Acontece-me ás vezes
L. do D.
Acontece-me ás vezes, e sempre que acontece é quasi de repente, surgir-me no meio das sensações um cansaço tam terrivel da vida que não ha sequer hypothese de acto com que dominal-o. Para o remediar o suicidio parece incerto, a morte, mesmo supposta a inconsciencia, ainda pouco. É um cansaço que ambiciona, não o deixar de existir — o que pode ser ou pode não ser possivel —, mas uma coisa muito mais horrorosa e profunda, o deixar de sequer ter existido, o que não ha maneira de poder ser.

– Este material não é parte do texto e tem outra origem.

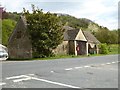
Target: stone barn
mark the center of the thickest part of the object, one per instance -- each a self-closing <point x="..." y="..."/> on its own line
<point x="77" y="42"/>
<point x="19" y="45"/>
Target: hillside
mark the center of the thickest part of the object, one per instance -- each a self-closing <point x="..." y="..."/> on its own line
<point x="103" y="34"/>
<point x="82" y="23"/>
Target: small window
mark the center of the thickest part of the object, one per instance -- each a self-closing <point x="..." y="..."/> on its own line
<point x="19" y="34"/>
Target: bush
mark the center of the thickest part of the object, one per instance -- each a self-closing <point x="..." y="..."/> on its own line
<point x="103" y="48"/>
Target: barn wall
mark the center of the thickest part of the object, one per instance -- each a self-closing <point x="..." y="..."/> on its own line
<point x="62" y="49"/>
<point x="71" y="47"/>
<point x="83" y="47"/>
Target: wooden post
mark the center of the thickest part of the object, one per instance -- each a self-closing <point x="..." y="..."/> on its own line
<point x="87" y="48"/>
<point x="75" y="42"/>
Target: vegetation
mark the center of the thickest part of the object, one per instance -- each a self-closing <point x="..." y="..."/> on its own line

Creio entrever, por vezes, nas especulações, em geral confusas, dos indios, qualquer coisa d'esta ambição mais negativa do que o nada. Mas ou lhes falta a agudeza de sensação para relatar assim o que pensam, ou lhes falta a acuidade de pensamento para sentir assim o que sentem. O facto é que o que nelles entrevejo não vejo. O facto é que me creio o primeiro a entregar a palavras o absurdo sinistro d'esta sensação sem remedio.
E curo-a com o escrevel-a. Sim, não ha desolação, se é profunda deveras, desde que não seja puro sentimento, mas /n/ella participe a intelligencia, para que não haja o remedio ironico de a dizer. Quando a literatura não tivesse outra utilidade, esta, embora para poucos, teria.
Os males da intelligencia, infelizmente, doem menos que os do sentimento, e os do sentimento, infelizmente, menos que os do corpo. Digo "infelizmente" porque a dignidade humana exigiria o avesso. Não ha sensação angustiada do mysterio que possa doer como o amor, o ciume, a saudade, que possa suffocar como o medo physico intenso, que possa transformar como a colera ou a ambição. Mas tambem nenhuma dor das que esfacelam a alma consegue ser tam realmente dor como a dor de dentes, ou a das colicas, ou (supponho) a dor de parto.
De tal modo somos constituidos que a intelligencia que ennobrece certas emoções ou sensações, e as eleva acima de outras, as deprime tambem se extende a sua analyse á comparação entre todas.
Escrevo como quem dorme, e toda a minha vida é um recibo por assignar.
Dentro da capoeira de onde ir[á] a matar, o gallo canta hymnos á liberdade porque tem dois poleiros.